Friday, June 3, 2011

Jack Kevorkian – Doctor Death dies at last


Jack Kevorkian, the assisted suicide promoter dubbed 'Dr Death', has died in hospital subsequently a short struggle against pneumonia and kidney problems.

The US pathologist had been confessed to hospital in Royal Oak, Michigan, for two weeks having kidney and heart problems, said Mayer Morganroth, Kevorkian's attorney and friend.

Kevorkian, who asserted to have backed in at least 130 suicides, used up eight years in imprison for the murder of a man whose videotaped assisted suicide was aired on countrywide television.

Released in 2007, he told CNN in an interview last year: "I have no apologizes, not at all".
Kevorkian was focused on death and dying long before he became a destructive supporter of assisted suicide, crossing Michigan in the rusty Volkswagen van that carried a drug-delivery device he had made to assist ill people end their lives.

He initiated his assisted-suicide movement in 1990, permitting an Alzheimer's patient to kill herself by the "suicide machine." Kevorkian target Michigan investigators four times before a jury convicted him in 1999 of second-degree murder.
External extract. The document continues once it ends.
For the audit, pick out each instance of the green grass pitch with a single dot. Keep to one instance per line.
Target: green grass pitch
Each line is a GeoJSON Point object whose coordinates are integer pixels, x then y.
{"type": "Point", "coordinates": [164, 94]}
He was offender after a CBS News program telecasted viewing a video of Kevorkian organizing deadly drugs to a 52-year-old man suffering from devastating amyotrophic lateral sclerosis, or Lou Gehrig's disease.

The USA-born Kevorkian re-entered in common life after he left imprison, giving rare speeches and running for Congress ineffectively in 2008.

An HBO documentary on his real life "Kevorkian" and a movie "You Don't Know Jack" starring Al Pacino brought him back into the news last year.